Привязанность моя к Варшаве была вызвана и тем, что в ней прошла моя военная молодость: три года - с 1892 по 1895-я прослужил здесь в лейб-гвардии Литовском полку. Уехав в Петербург в Академию Генерального штаба, я побывал потом в пленившей меня польской столице только один раз, и то проездом.

С тех пор прошло больше десяти лет, но Варшава почти не изменилась. Новостью для меня оказался лишь отличный каменный мост через Вислу, продолживший так называемую Иерусалимскую аллею - шумную и многолюдную улицу польской столицы.

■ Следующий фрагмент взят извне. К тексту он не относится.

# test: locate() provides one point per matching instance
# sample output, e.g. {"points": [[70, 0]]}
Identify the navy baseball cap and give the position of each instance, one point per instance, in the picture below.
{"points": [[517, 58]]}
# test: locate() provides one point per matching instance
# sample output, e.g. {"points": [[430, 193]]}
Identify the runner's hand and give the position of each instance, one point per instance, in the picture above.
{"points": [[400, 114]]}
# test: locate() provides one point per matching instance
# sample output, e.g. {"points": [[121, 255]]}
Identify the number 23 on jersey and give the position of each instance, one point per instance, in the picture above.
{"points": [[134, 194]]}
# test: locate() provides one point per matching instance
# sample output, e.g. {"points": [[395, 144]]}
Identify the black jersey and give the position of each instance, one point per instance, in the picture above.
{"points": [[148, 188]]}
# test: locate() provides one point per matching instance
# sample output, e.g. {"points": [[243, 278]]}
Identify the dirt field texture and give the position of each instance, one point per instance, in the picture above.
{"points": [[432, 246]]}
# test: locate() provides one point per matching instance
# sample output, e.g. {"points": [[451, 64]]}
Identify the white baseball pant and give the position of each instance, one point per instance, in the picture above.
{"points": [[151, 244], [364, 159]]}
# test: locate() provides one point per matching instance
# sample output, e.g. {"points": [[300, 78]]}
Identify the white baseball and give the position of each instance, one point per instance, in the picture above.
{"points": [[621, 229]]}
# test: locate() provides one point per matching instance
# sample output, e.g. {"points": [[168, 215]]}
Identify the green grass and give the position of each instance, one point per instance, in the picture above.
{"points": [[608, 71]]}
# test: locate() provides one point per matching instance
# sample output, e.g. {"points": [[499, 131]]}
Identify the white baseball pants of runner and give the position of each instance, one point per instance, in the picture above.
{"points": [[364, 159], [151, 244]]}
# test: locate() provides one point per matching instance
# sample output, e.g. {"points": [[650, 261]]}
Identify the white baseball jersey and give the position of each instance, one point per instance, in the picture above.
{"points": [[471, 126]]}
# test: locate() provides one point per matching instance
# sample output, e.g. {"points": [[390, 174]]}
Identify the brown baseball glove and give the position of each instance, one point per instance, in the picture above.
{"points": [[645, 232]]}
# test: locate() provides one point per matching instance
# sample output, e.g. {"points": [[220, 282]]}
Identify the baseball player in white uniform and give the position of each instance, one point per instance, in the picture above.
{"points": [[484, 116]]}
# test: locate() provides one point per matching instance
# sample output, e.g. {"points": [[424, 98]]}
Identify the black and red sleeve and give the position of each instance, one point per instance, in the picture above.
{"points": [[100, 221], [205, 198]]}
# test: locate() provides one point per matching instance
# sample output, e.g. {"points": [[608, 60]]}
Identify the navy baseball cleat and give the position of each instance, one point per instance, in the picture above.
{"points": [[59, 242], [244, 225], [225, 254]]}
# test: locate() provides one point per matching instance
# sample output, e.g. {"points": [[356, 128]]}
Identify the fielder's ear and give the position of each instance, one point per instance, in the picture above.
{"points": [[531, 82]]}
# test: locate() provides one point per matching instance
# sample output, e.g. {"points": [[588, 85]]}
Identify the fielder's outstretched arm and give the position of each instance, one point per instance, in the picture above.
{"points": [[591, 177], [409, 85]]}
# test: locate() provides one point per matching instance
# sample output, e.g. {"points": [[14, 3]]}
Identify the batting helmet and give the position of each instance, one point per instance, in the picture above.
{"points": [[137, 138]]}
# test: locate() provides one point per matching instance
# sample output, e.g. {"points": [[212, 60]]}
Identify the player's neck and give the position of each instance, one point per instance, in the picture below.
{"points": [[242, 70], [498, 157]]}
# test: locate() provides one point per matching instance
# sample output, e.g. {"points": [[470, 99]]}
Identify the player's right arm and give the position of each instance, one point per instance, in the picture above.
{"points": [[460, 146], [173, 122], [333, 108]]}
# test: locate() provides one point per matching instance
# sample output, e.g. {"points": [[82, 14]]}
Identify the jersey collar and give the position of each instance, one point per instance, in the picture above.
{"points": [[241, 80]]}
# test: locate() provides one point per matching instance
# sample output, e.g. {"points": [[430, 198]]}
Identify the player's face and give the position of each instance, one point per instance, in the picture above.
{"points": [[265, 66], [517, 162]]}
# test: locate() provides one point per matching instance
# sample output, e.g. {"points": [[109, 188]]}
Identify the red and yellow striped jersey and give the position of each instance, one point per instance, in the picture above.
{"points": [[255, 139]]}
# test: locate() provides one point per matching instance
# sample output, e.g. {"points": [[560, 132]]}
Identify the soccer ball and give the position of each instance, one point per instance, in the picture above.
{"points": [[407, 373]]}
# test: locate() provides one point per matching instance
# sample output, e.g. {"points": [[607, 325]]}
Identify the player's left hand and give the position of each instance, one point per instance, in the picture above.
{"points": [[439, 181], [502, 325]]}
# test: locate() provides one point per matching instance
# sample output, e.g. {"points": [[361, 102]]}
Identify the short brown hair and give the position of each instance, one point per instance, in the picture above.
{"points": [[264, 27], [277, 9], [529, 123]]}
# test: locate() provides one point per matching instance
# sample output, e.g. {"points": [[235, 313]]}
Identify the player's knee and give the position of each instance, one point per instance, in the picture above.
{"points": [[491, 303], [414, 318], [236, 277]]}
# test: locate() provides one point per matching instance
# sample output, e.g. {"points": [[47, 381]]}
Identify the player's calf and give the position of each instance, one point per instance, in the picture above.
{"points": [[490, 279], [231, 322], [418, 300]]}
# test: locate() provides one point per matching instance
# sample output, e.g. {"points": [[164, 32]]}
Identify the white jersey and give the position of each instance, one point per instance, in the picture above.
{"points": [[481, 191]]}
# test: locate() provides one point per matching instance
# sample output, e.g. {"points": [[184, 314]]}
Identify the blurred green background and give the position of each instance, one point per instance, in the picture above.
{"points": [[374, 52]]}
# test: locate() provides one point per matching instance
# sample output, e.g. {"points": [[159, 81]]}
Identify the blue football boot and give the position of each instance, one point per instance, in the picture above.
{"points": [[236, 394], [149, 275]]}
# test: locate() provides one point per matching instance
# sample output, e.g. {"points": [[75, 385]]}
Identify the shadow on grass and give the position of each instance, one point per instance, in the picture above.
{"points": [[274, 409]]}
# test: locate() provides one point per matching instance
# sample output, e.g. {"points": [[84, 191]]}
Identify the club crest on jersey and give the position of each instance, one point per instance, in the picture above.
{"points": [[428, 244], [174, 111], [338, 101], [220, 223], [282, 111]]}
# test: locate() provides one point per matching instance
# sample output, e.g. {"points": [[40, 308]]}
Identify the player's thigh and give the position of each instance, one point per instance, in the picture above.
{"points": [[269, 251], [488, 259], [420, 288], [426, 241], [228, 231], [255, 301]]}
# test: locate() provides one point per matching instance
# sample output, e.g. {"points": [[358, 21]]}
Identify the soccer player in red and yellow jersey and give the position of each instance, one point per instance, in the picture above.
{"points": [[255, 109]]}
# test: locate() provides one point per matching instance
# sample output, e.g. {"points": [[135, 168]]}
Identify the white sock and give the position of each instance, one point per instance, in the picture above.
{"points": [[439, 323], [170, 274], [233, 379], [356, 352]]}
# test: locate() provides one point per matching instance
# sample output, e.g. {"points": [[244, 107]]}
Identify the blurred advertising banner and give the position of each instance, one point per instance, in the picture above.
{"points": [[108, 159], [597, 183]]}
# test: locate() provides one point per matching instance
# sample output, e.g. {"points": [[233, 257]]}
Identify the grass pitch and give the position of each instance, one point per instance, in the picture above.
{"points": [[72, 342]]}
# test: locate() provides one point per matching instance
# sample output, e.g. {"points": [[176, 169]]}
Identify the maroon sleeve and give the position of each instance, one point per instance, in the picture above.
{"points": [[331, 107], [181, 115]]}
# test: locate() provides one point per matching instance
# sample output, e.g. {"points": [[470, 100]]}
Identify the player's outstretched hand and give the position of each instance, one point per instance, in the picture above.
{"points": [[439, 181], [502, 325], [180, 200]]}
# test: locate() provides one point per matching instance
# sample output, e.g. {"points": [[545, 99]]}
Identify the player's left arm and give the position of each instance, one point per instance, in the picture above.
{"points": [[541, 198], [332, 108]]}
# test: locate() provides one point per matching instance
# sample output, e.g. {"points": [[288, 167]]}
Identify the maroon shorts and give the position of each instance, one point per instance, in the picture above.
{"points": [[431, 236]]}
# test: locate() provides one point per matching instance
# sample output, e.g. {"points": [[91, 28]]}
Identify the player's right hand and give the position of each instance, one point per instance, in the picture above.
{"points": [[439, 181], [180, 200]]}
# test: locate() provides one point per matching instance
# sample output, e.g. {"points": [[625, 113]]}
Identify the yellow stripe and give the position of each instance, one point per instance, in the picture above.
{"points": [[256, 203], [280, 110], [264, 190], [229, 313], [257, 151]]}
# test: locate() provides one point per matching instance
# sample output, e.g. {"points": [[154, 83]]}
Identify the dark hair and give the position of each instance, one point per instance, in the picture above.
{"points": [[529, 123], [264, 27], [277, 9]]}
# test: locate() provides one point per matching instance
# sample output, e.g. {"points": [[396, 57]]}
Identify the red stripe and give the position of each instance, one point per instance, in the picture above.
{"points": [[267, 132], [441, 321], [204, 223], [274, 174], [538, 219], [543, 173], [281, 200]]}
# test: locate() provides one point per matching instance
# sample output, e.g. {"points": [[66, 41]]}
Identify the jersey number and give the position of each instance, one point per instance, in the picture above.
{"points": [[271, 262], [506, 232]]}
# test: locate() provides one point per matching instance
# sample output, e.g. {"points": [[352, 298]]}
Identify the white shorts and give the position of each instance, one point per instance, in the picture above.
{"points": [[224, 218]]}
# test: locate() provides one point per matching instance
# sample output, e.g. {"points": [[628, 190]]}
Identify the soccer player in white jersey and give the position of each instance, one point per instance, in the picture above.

Но как ни приятны были воспоминания молодости, на душе у меня стоял какой-то мрак. Приезд в Варшаву ознаменовался неожиданным и непонятным отходом 2-й армии, на которую мы с Рузским возлагали столько надежд в начавшейся операции против главных германских сил. Три месяца пребывания на высоких штабных должностях не прошли для меня даром: если перед войной я на многие нелепости и уродства нашего строя .мог еще смотреть сквозь розовые очки, то, осведомленный теперь больше, чем многие из моих соратников, я отчетливо видел угрожающие трещины, обозначившиеся на огромном здании Российской империи. Здание это грозило рухнуть, похоронив под обломками своими и то, что было мне особенно дорого,- русскую армию.

Правда, крах этот должен был наступить не завтра и не послезавтра. Но трещины уже появились, их делалось все больше и больше, и я все сильней разочаровывался в строе, который должен был отстаивать от врагов "внешних и внутренних".

Должности генерал-квартирмейстера, которые я последовательно занимал, сначала в 3-й армии, а затем в штабе Северо-Западного фронта, открывали передо мной завесу, этично прикрытую для всех. По существовавшему в войсках положению, в ведении генерал-квартирмейстера находилились разведка и контрразведка.

Тайная война, которая велась параллельно явной, была мало кому известна. О явной войне трещали газеты всех направлений, ее воспроизводили бесчисленные фотографии и киноленты, о ней рассказывали миллионы участников-солдат и офицеров.

О тайной войне знали немногие. В органах, которые занимались ею, все было строжайшим образом засекречено. Я по должности имел постоянный доступ к этим тайнам и волей-неволей видел то, о чем другие и не подозревали.

Видел я и с какой ужасающей безнаказанностью еще : первых дней войны хозяйничала в наших высших штабах германская и австрийская разведки, и это немало способствовало моему разочарованию в старом режиме.

Читателю, особенно молодому, многое из того, о чем я рассказываю, покажется неправдоподобным. Да и как может читатель, знающий высокую бдительность советского народа, не забывший о том, как беспощадно расправлялись у нас в Великую Отечественную войну с фашистскими шпионами и пособниками, представить себе доходившую до прямой измены глупость и беспечность, с которыми относились в царской России к сохранению военной и государственной тайны.